# Implementing a custom solver

Now that we have all the elements, we can write a (very basic) solver in python.

In [1]:
"""Initialization (see "00 Basic solver usage")."""
import os
import numpy as np
import math

# Silence caffe network loading output. Must be set before importing caffe
os.environ["GLOG_minloglevel"] = '2'
import caffe
CAFFE_ROOT="/caffe"
os.chdir(CAFFE_ROOT) # change the current directory to the caffe root, to help
                     # with the relative paths
USE_GPU = True
if USE_GPU:
    caffe.set_device(0)
    caffe.set_mode_gpu()
else:
    caffe.set_mode_cpu()
# For reproducible results
caffe.set_random_seed(0) # custom modification, remove this line from your code if it doesn't work
np.random.seed(0)

## Loading the data

We are going to load the data from an LMDB database with the python `lmdb` module.

In [2]:
import lmdb

def image_generator(db_path):
    """A generator that yields all the images in the database, normalized."""
    db_handle = lmdb.open(db_path, readonly=True) # We don't need to write in there
    with db_handle.begin() as db:
        cur = db.cursor() # Points to an element in the database
        for _, value in cur: # Iterate over all the images
            # Read the LMDB and transform the protobuf into a numpy array
            datum = caffe.proto.caffe_pb2.Datum()
            datum.ParseFromString(value) # String -> Protobuf
            int_x = caffe.io.datum_to_array(datum) # parse the datum into a nparray
            x = np.asfarray(int_x, dtype=np.float32) # Convert to float
            yield x - 128 # Normalize by removing the mean
            
def batch_generator(shape, db_path):
    """A generator that yield all the images in the database by batches"""
    gen = image_generator(db_path)
    res = np.zeros(shape) # Result array
    while True: # It will stop when next(gen) finishes
        for i in range(shape[0]):
            res[i] = next(gen) # Set by slices
        yield res

## Testing the network

Every so often during training, we will test the network. It is a simple matter of iterating over the whole test database, running it through the network and collecting the results.

In [3]:
def test_network(test_net, db_path_test):
    # Average the accuracy and loss over the number of batches
    accuracy = 0
    loss = 0
    test_batches = 0
    input_shape = test_net.blobs["data"].data.shape
    for test_batch in batch_generator(input_shape, db_path_test):
        test_batches += 1
        # Run the forward step
        test_net.blobs["data"].data[...] = test_batch
        test_net.forward()
        # Collect the outputs
        accuracy += test_net.blobs["accuracy"].data
        loss += test_net.blobs["loss"].data
    return (accuracy / test_batches, loss / test_batches)

## Loading the network

Here, we want two networks: the training network, and the testing one. However, they should share the weights of their layers. Fortunately, `pycaffe` provides a `share_with` method to do just that.

In [4]:
net_path = "examples/mnist/lenet_train_test.prototxt"
net = caffe.Net(net_path, caffe.TRAIN)
test_net = caffe.Net(net_path, caffe.TEST) # Testing version
net.share_with(test_net) # Share the weights between the two networks

## Solving the network

Now is time to do the actual solving. This solver is relatively minimalistic, while still presenting the main features you could expect from a solver.

In [5]:
num_epochs = 2 # How many times we are going to run through the database
iter_num = 0 # Current iteration number

# Training and testing examples
db_path = "examples/mnist/mnist_train_lmdb"
db_path_test = "examples/mnist/mnist_test_lmdb"
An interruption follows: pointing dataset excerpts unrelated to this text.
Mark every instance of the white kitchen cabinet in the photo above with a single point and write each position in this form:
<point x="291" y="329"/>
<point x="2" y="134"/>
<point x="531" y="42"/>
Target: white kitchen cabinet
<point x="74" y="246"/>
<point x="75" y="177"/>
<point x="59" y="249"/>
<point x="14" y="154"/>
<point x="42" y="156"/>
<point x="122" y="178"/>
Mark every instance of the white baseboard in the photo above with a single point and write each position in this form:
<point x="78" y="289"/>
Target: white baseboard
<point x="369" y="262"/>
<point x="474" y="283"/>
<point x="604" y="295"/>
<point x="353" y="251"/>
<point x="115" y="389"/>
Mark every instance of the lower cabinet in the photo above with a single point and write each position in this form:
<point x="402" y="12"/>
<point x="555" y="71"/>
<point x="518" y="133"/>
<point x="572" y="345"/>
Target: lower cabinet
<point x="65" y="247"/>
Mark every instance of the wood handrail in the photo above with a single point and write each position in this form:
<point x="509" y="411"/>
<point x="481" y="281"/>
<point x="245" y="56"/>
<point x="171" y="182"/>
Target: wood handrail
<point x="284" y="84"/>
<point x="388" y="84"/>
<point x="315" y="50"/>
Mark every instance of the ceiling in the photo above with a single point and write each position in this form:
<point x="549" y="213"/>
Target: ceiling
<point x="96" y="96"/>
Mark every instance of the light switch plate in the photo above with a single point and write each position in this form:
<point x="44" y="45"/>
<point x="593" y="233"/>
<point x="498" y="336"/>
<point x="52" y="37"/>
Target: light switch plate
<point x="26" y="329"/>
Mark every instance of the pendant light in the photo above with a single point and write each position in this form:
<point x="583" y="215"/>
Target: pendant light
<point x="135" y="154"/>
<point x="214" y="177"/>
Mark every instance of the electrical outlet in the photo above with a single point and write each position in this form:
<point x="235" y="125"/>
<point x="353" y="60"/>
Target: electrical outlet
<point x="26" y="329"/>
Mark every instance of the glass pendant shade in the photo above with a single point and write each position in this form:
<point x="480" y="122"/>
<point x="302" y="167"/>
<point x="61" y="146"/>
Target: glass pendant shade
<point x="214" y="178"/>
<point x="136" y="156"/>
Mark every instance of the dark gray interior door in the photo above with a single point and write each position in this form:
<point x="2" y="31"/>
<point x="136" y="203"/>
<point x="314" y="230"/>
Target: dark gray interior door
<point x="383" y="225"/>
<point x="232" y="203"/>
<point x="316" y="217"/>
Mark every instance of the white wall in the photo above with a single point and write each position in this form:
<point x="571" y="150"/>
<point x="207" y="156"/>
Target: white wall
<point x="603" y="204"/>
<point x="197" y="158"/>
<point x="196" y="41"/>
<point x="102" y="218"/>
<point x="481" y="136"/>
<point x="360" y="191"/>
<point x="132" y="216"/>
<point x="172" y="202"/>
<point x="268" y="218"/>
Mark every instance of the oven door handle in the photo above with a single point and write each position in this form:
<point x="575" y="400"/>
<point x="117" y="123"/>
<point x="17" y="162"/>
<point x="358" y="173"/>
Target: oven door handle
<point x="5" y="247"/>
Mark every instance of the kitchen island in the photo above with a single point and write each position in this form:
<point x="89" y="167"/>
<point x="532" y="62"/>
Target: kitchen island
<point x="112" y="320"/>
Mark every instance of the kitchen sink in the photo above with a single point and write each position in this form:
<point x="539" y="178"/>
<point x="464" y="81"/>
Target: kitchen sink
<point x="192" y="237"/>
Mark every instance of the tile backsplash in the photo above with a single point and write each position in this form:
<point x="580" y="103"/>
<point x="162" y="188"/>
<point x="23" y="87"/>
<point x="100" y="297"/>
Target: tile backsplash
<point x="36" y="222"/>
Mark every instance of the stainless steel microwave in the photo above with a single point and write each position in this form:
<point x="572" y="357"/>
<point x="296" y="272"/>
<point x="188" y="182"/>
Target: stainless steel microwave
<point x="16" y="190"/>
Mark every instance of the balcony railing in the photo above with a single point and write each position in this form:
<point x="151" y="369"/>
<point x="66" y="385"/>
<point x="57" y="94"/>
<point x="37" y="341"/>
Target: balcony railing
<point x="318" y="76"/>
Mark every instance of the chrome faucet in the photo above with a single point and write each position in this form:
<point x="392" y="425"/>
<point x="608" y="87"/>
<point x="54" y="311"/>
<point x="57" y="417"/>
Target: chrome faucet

# Learning rate. We are using the lr_policy "inv", here, with no momentum
base_lr = 0.01
# Parameters with which to update the learning rate
gamma = 1e-4
power = 0.75

for epoch in range(num_epochs):
    print("Starting epoch {}".format(epoch))
    # At each epoch, iterate over the whole database
    input_shape = net.blobs["data"].data.shape
    for batch in batch_generator(input_shape, db_path):
        iter_num += 1
        
        # Run the forward step
        net.blobs["data"].data[...] = batch
        net.forward()
        
        # Clear the diffs, then run the backward step
        for name, l in zip(net._layer_names, net.layers):
            for b in l.blobs:
                b.diff[...] = net.blob_loss_weights[name]
        net.backward()
        
        # Update the learning rate, with the "inv" lr_policy
        learning_rate = base_lr * math.pow(1 + gamma * iter_num, - power)
        
        # Apply the diffs, with the learning rate
        for l in net.layers:
            for b in l.blobs:
                b.data[...] -= learning_rate * b.diff
        
        # Display the loss every 50 iterations
        if iter_num % 50 == 0:
            print("Iter {}: loss={}".format(iter_num, net.blobs["loss"].data))
            
        # Test the network every 200 iterations
        if iter_num % 200 == 0:
            print("Testing network: accuracy={}, loss={}".format(*test_network(test_net, db_path_test)))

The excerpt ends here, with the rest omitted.